父亲去世,家族破产,那是辛霜人生中第一次真正体会到无措的滋味。

季闵寒冷冷道:“不会。”

她看着他,终于破涕为笑。

后来,为了给她更好的生活,他去找最来钱的工作。

最快的,是下矿——很危险,但他还是去了。

那是季闵寒发家的开始。他从泥里一点点爬出来,沙里淘金,一步步往上走。

他们的日子逐渐好了起来,在一起,好像也是理所当然的事情。

婚后,辛霜怀孕。

她还没来得及把这个消息告诉他,就收到了他在矿场出事的消息。

她赶到现场,照着他的样子安抚工人、稳住大局,最后还是坚持亲自下矿去救人。

那一刻,她没想过自己身上还有另一个生命。

她救回了季闵寒。

他安然无恙,她却在放松下来的那一刻晕了过去。

再醒来,孩子没了。

他守在床边,神情复杂,抱着她,一下又一下地吻她的发顶:“以后还会有的,别难过。

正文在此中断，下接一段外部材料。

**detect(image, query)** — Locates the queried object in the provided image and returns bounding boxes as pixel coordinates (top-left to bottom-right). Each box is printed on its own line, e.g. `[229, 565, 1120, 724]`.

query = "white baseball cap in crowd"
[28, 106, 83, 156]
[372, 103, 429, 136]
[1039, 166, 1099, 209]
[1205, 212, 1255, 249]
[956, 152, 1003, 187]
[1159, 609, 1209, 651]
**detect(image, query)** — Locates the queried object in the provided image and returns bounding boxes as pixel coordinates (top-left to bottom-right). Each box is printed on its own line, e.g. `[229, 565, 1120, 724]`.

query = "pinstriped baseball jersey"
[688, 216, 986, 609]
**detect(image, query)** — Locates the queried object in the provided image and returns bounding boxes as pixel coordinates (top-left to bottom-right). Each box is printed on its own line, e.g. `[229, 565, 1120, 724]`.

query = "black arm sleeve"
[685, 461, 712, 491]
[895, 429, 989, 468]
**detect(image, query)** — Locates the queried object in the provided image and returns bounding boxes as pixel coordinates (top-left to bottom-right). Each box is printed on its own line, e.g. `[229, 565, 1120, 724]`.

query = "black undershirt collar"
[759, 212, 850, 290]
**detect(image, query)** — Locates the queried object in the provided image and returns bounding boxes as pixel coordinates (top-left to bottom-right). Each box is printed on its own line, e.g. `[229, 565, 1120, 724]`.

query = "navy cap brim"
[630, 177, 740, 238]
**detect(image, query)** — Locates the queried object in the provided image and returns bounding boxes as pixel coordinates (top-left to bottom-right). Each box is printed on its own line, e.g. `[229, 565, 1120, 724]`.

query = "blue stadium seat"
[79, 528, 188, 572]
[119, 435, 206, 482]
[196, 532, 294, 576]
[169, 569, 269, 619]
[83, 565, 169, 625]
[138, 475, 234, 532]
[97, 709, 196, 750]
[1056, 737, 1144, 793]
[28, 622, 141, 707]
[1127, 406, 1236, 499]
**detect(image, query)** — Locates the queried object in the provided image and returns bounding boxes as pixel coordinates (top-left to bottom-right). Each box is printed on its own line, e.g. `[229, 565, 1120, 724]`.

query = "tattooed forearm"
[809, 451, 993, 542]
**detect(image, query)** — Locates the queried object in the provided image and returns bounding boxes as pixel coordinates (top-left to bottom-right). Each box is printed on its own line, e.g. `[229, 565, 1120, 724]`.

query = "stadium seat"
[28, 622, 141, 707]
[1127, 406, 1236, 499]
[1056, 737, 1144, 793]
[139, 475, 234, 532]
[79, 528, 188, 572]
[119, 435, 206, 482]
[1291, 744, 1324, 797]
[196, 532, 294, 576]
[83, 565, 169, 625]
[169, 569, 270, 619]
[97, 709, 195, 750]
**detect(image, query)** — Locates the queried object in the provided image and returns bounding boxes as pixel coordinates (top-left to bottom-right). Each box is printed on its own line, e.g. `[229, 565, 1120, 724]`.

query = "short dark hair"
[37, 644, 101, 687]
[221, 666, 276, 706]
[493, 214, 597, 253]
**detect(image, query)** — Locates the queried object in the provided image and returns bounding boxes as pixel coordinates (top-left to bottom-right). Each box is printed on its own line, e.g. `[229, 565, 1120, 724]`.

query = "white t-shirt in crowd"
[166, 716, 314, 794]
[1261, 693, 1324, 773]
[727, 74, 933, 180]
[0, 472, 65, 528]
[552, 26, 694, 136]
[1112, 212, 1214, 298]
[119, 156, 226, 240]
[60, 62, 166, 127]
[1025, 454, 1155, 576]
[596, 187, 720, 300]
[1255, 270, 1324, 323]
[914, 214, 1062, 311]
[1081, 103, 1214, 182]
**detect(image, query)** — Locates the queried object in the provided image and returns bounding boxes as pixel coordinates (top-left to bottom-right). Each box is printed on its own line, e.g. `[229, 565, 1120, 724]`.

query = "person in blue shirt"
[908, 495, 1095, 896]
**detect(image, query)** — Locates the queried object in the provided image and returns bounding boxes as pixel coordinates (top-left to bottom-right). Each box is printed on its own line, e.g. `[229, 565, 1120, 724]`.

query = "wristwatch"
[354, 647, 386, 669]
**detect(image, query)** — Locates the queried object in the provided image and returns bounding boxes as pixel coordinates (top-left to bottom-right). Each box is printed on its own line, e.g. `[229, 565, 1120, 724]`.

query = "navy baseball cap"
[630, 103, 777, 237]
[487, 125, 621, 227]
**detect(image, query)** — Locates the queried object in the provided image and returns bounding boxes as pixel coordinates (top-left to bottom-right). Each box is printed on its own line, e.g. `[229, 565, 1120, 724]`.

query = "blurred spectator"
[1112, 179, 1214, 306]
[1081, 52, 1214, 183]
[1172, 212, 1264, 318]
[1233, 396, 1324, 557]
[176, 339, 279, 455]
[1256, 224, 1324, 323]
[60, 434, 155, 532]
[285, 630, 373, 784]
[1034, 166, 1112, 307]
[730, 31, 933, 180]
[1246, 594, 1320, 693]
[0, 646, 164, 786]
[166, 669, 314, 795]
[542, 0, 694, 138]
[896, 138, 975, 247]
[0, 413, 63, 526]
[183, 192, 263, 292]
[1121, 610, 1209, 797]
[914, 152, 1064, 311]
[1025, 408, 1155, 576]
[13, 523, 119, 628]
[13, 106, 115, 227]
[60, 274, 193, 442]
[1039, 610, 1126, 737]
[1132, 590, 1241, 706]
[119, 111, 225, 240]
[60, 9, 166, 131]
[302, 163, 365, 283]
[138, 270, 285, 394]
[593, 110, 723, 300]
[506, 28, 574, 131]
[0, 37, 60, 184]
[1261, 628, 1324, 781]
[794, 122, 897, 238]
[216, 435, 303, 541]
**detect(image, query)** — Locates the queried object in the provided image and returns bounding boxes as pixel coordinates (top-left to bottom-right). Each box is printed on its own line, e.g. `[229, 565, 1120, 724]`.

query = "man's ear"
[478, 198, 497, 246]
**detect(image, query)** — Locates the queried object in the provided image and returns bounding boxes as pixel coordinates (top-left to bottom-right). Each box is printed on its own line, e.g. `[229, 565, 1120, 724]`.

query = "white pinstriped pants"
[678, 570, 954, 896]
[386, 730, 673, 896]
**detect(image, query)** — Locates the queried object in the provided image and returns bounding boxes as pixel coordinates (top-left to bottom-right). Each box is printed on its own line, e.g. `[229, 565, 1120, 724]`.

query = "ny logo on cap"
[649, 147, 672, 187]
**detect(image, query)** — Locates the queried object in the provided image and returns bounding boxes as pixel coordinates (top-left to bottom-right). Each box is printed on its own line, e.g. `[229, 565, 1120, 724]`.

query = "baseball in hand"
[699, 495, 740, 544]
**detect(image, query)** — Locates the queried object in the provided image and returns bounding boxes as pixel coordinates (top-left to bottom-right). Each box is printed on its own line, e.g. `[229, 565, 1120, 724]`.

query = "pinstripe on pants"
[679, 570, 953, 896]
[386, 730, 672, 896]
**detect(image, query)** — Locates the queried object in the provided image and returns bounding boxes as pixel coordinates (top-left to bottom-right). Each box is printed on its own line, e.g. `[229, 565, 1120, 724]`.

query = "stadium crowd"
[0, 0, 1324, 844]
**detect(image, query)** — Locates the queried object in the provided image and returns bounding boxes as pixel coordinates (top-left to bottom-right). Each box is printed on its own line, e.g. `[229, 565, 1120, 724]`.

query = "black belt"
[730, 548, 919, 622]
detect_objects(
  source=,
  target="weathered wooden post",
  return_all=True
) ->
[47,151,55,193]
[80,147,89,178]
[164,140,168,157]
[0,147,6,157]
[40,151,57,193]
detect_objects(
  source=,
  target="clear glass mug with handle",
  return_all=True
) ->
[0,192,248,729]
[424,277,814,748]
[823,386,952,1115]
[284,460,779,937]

”

可她怎么可能不难过。

她甚至还没来得及告诉他那个好消息,就让他先知道了它的失去。

她哭着对他说:“不久前他还在我肚子里踢我呢,明明那么活泼...我都想好了,要是个男孩,就叫‘球球’,多可爱。”

他没说话,只是不停地替她擦眼泪。

几天后,他带回来一只狗。

狗很活泼,蹦蹦跳跳地扑进她怀里。

“给你解解闷。”

她抱着狗,笑着说:“那就叫它球球吧。”

那是他们共同的“孩子”,是她失去孩子后留住的那道微光。

他们一起喂它、给它洗澡,训练它不要随地大小便。

球球第一次发烧时,他们两人整夜轮流守着它、喂水。

可后来,球球还是死了。

她哭得昏天黑地。

季闵寒想再买一只新的回来,被她拦住了。

她哭哑着声音说:“算了,也许球球注定不属于我们。”

而此刻,不远处,“球球”正被陆嘉怡抱在怀里。

小狗撒着娇,叫声清脆,尾巴摇得飞快。

辛霜站在原地,胸腔仿佛被掏空。

那一刻,她真的很想冲出去,质问季闵寒,为什么要这么对她。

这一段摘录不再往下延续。